The Air Force Research Laboratory has found a winning strategy for solving real world problems facing the war fighter.
Each year AFRL poses a clearly defined problem to several universities and service academies, challenging them to compete for a “best solution” based upon certain criteria including system weight, ruggedness, time to employ, effectiveness, cost and creativity.
AFRL wins by collecting the great ideas that emerge from the competitions, while being introduced to some of our country’s finest up-and-coming engineers. University students win by experiencing real-world problem resolution while getting a chance to save the lives of servicemen and women. In addition, they’re able to see how fun it could be to work for AFRL.
This year AFRL asked 16 universities, the West Point Military Academy, the Naval Academy, and the Air Force Academy to devise an easily packable, lightweight bridge system to help the warfighter cross chasms between 5 feet and 20 feet wide. In addition to safely crossing a gap, the best solutions also had to function as a ladder, and be used as a stretcher.
In late April, after nine months of work, the teams tested their devices during a weeklong event at the Air Force Enlisted Village in Shalimar, Fla. The university teams demonstrated their solutions during the first five days of competition while the military academy teams took stage on the sixth day. The university teams and the academy teams were judged separately.
Of the academy teams, the Air Force Academy cadets came out on top. Their design was the only one of the three to complete the demonstrations without failure. Their solution weighed just 16 pounds and was capable of crossing the full 20-foot gap. Its basic design comprised a rope bridge supported by two carbon fiber poles; their arrangement could be used as a ladder as well.
Utah State University placed first among the 16 university teams. Their winning design is a segmented plank-type bridge molded entirely of carbon fiber over a foam core. It had no-slip strips on one side that enabled a person to use it as a ramp to scale a 30-degree incline. It proved very stable on horizontal gaps, allowing an average-weight male easily cross a 20-foot chasm – yet fully assembled it weighed just 27 pounds.
Utah State also brought a second prototype design for evaluation. The second was a mesh (webbed netting) supported by carbon fiber poles, capable of crossing gaps up to 20 feet. It has a packed volume of 2.7 cubic feet, weighs 35 lbs, and can be used as a bridge, a ladder, and a stretcher.
Some of the other designs included accordion-like expanding trusses, molded segmented arches, light-weight trusses with rolling trolley carts, and various truss and cable systems. Many of the designs employed carbon fiber components, taking advantage of the high-strength/light-weight properties of carbon fiber. One team integrated carbon fiber segments with aluminum joints to construct a ladder assembled from identical pieces.

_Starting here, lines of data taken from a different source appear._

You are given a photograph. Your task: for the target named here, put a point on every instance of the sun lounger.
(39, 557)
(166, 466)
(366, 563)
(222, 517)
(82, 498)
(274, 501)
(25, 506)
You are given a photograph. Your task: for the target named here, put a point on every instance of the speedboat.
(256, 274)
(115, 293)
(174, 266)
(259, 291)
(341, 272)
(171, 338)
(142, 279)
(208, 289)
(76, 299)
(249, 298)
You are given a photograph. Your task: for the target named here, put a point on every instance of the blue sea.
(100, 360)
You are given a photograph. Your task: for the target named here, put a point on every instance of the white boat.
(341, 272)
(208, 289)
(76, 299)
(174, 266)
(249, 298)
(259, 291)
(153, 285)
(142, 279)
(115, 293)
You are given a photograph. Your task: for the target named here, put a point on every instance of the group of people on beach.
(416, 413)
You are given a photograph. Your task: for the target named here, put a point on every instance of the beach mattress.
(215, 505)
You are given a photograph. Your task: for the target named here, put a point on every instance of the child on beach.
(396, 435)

This 20-foot assembly could be broken down into 20-inch sections.
According to Design Challenge program lead Devon Parker, “Several university teams gave us great solutions that we think could be developed into a product we can field. One thing that always amazes me is how much these students are fired up about this program. Their motivation comes from knowing they’re working on a real-world problem, and their efforts could end up in a fielded product that saves lives. These are the engineering students of the future and we’re giving them an invaluable experience to help them be better prepared for life after graduation. If their efforts help the Air Force solve a nagging problem along the way, then it’s a win-win.”

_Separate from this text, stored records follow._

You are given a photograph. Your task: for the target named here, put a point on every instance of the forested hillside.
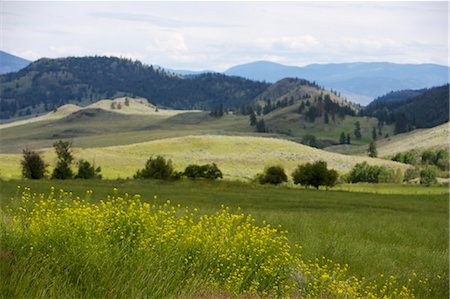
(49, 83)
(426, 110)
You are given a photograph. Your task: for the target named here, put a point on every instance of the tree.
(428, 176)
(253, 119)
(374, 133)
(273, 175)
(33, 166)
(342, 139)
(156, 168)
(88, 171)
(62, 170)
(315, 174)
(357, 130)
(372, 150)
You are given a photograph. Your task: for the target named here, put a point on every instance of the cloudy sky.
(217, 35)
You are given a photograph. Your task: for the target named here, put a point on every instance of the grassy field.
(394, 234)
(238, 157)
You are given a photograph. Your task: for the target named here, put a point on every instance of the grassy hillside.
(238, 157)
(420, 140)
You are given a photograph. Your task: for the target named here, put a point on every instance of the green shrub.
(62, 170)
(88, 171)
(428, 176)
(33, 166)
(363, 172)
(207, 171)
(273, 175)
(156, 168)
(316, 174)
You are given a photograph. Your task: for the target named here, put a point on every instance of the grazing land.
(391, 234)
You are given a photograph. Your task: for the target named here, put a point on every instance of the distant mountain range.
(360, 82)
(10, 63)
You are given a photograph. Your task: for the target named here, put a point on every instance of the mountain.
(427, 109)
(10, 63)
(49, 83)
(359, 81)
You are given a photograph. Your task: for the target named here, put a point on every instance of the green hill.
(50, 83)
(239, 157)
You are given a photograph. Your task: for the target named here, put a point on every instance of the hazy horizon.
(218, 35)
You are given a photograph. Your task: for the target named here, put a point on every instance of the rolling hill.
(359, 81)
(49, 83)
(239, 157)
(11, 63)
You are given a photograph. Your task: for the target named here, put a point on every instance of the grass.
(394, 234)
(238, 157)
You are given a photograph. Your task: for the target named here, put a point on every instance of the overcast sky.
(217, 35)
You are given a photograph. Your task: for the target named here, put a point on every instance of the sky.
(218, 35)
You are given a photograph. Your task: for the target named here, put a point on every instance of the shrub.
(363, 172)
(273, 175)
(62, 170)
(315, 174)
(207, 171)
(33, 166)
(428, 176)
(88, 171)
(156, 168)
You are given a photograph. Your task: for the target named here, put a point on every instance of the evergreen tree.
(342, 139)
(33, 166)
(62, 170)
(372, 150)
(357, 130)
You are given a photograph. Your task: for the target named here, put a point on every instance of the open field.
(374, 233)
(238, 157)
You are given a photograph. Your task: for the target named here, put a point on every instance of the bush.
(363, 172)
(428, 176)
(315, 174)
(156, 168)
(33, 166)
(62, 170)
(273, 175)
(88, 171)
(207, 171)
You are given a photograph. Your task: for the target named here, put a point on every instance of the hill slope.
(359, 81)
(428, 109)
(11, 63)
(50, 83)
(238, 157)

AFRL has already begun developing a deployable solution from the best of the competing teams. This team is taking advantage of the real value in this competition – the myriad solutions presented. Good devices are important in winning the event, but techniques and methods of attacking the problem also aid in developing a “best” solution to the problem. Careful attention is paid to recording not only the performance of the team’s device, but also the way various teams work to tackle the design challenge. After the event, AFRL design teams use all this information to create a deployable solution. One design may win the competition, but the final product produced by AFRL researchers often combines elements of various teams.
Retired CMSgt. Mickey Wright was an integral part of the AFRL team that supported the challenge. He served as a combat controller during his 30-year career with the U.S. Air Force and is now a contractor with Rally Point Management, which partnered with AFRL to plan and execute the annual design competition. Mr. Wright helped define the challenge, organize and run the competition itself, and provide post-competition analysis of solutions and their feasibility for the Air Force.
According to Wright, “While the universities look at this as a challenge, our airmen look at it as a life-saving device when they are in the worst of conditions, from peacetime rescues to fierce firefights. Our troops know this product will aid them in real-world situations across the globe, so we want to ensure we properly field test the devices, many of which have never left the university laboratory.”
An added dimension to this year’s AFRL Design Challenge was use of The Air Force Enlisted Village as host. The AFEV is a nonprofit organization that provides affordable housing for the surviving spouses of enlisted servicemen and women.
“This event was a tremendous success,” said AFEV Director Sharon Behnke. “The students and participants were extremely courteous, and our residents were pleased to see some of the nation’s best and brightest engineering students showcasing their talents.